Author contributions

C.F. conceptualized and supervised the study, C.F. and H.S. wrote the manuscript, T.H.B and F.J.P. performed the experiments.

Disclosure statement

SINTEF filed a patent on the use of exoribonucleases and oligonucleotides for detecting mRNA byproducts.

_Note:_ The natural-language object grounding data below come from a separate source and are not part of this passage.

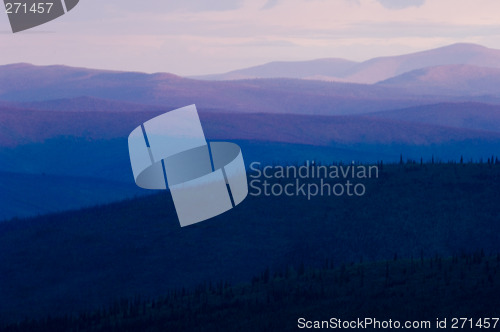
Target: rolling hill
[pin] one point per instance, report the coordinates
(370, 71)
(23, 83)
(476, 116)
(449, 80)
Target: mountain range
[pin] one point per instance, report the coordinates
(73, 122)
(370, 71)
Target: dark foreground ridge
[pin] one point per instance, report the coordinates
(418, 290)
(86, 260)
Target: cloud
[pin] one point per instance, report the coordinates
(270, 4)
(186, 5)
(401, 4)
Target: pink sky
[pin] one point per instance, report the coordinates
(193, 37)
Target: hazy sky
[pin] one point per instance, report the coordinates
(192, 37)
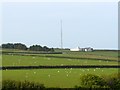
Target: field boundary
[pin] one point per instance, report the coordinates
(56, 67)
(67, 57)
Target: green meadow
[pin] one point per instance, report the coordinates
(63, 78)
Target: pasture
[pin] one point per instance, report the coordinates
(63, 78)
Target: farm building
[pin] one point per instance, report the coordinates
(88, 49)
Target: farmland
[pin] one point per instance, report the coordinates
(58, 77)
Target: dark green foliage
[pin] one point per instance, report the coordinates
(17, 85)
(113, 81)
(92, 81)
(24, 47)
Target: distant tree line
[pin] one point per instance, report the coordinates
(21, 46)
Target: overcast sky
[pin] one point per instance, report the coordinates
(85, 24)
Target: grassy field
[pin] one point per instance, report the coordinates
(58, 77)
(16, 60)
(63, 78)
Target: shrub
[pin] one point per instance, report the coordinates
(92, 81)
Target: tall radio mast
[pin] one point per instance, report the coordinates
(61, 36)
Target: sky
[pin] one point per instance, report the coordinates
(84, 24)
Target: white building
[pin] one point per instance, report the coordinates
(88, 49)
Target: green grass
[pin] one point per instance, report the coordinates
(64, 78)
(16, 60)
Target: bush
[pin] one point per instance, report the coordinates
(113, 81)
(92, 81)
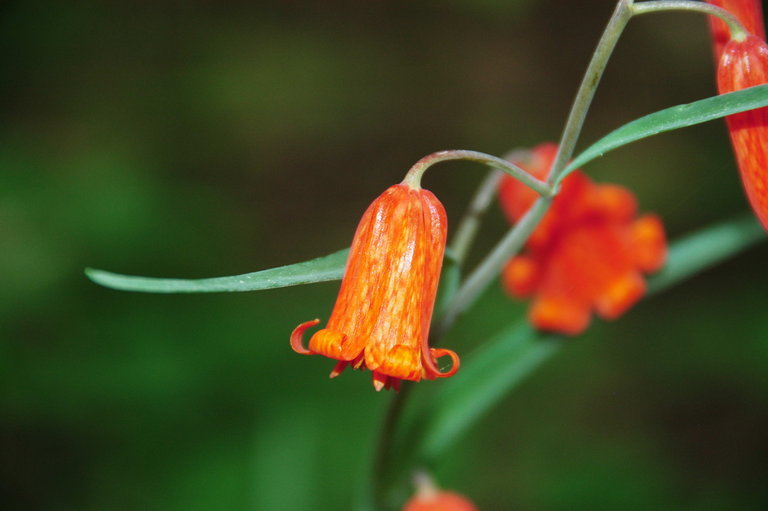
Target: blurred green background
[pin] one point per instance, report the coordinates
(198, 138)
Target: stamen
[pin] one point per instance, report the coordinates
(379, 380)
(338, 368)
(297, 337)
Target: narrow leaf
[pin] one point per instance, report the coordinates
(674, 118)
(330, 267)
(489, 374)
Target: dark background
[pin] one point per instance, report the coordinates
(200, 138)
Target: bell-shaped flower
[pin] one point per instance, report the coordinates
(588, 254)
(383, 311)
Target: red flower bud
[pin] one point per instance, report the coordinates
(383, 311)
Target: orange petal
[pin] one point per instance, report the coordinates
(620, 295)
(297, 337)
(560, 315)
(649, 243)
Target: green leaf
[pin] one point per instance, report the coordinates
(673, 118)
(330, 267)
(490, 373)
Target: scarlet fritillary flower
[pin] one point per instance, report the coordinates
(744, 63)
(748, 12)
(431, 498)
(588, 254)
(382, 314)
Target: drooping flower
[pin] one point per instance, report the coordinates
(748, 12)
(588, 254)
(383, 311)
(744, 63)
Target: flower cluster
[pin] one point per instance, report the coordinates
(382, 314)
(588, 253)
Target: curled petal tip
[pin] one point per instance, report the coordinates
(297, 337)
(455, 363)
(338, 368)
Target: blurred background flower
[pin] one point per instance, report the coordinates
(169, 139)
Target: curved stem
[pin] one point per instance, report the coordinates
(465, 233)
(413, 177)
(487, 270)
(578, 113)
(738, 32)
(383, 455)
(516, 237)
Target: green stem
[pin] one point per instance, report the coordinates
(516, 237)
(487, 270)
(413, 177)
(621, 15)
(738, 32)
(383, 456)
(465, 233)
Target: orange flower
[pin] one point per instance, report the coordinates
(429, 497)
(588, 253)
(439, 501)
(748, 12)
(745, 64)
(383, 311)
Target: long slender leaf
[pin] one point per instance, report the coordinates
(488, 375)
(330, 267)
(674, 118)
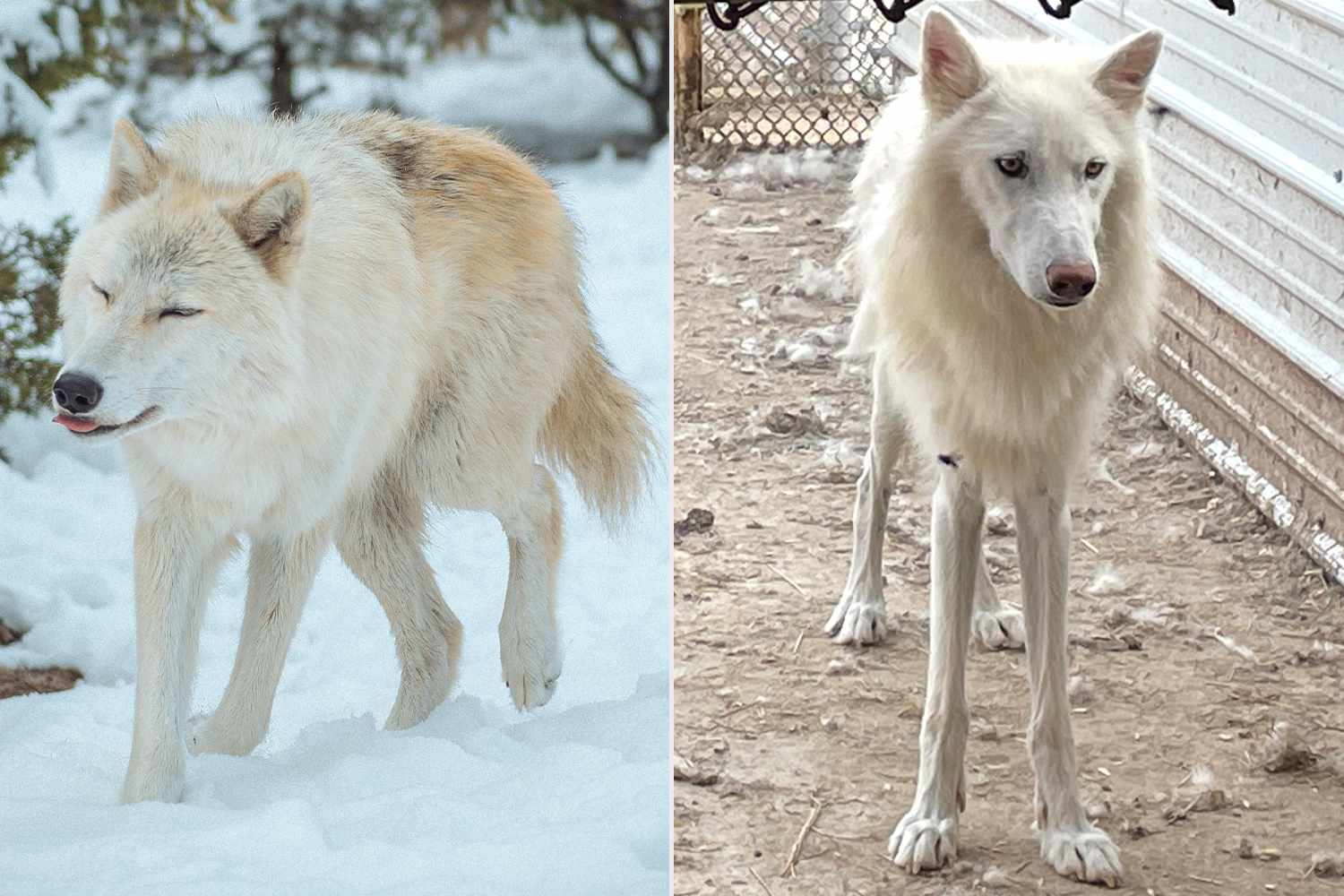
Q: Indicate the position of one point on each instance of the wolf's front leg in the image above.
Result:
(175, 564)
(1069, 841)
(995, 625)
(926, 837)
(280, 575)
(859, 616)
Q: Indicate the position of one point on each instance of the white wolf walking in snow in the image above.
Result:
(1004, 255)
(306, 331)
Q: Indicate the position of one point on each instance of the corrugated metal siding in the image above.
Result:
(1249, 159)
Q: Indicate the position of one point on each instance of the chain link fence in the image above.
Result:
(796, 73)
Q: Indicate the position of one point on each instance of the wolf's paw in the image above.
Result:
(1083, 855)
(922, 842)
(857, 621)
(1002, 629)
(530, 657)
(212, 734)
(426, 681)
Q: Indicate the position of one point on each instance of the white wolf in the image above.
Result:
(306, 331)
(1004, 257)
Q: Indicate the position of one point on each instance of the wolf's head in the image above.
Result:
(174, 298)
(1040, 136)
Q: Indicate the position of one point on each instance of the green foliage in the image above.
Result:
(30, 276)
(626, 38)
(64, 43)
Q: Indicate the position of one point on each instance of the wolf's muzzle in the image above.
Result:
(77, 392)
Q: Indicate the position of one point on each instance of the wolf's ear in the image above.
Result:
(1123, 77)
(271, 220)
(949, 72)
(134, 171)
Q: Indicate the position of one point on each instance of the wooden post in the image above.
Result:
(685, 47)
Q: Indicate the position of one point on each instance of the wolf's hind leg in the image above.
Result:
(280, 575)
(859, 616)
(997, 626)
(381, 540)
(926, 836)
(530, 651)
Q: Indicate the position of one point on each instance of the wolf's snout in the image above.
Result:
(1070, 281)
(77, 392)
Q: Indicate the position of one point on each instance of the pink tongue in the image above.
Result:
(74, 424)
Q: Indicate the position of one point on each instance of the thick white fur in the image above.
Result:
(389, 317)
(973, 365)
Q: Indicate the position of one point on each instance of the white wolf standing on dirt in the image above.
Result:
(1004, 255)
(306, 331)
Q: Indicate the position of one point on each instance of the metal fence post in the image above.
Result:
(687, 83)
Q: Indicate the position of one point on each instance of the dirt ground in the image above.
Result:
(16, 681)
(773, 720)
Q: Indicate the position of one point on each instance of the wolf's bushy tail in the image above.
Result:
(597, 429)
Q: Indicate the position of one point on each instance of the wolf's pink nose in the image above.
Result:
(1070, 281)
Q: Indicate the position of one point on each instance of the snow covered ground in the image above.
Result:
(478, 799)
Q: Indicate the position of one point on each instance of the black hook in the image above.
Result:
(897, 10)
(733, 13)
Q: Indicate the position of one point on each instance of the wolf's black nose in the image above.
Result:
(77, 392)
(1070, 280)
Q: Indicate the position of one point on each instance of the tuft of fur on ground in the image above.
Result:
(1195, 625)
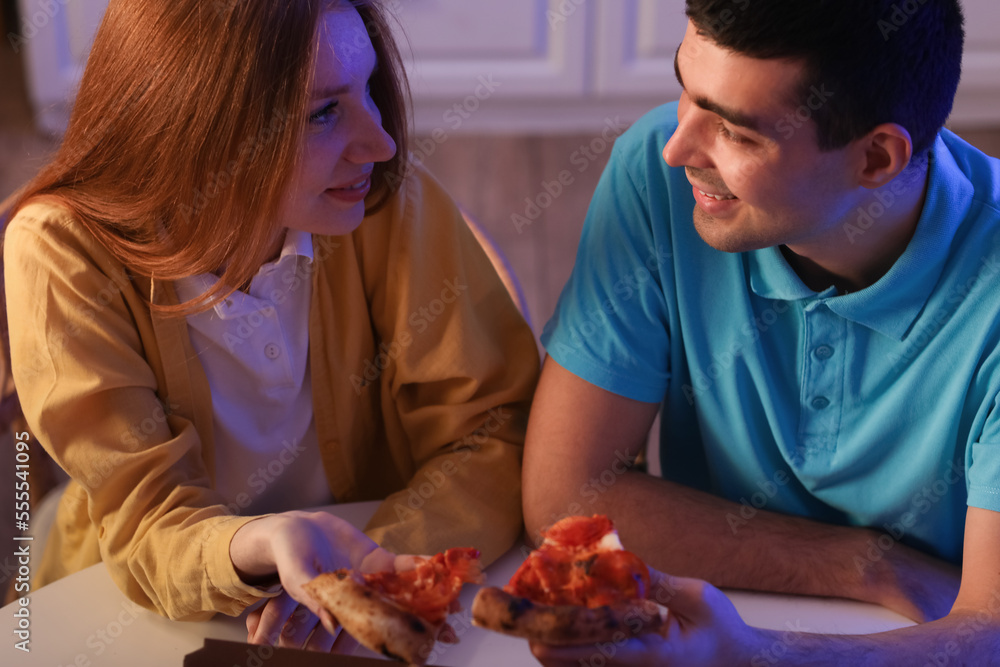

Data availability statement

The authors confirm that the data supporting the findings of this study are available within the article and its supplementary materials.

Supplementary material

Supplemental data for this article can be accessed online at https://doi.org/10.1080/15476286.2024.2363029

Additional information

Funding

This project was supported by SINTEF internal grant #102027056 and the Research Council of Norway grant #325243.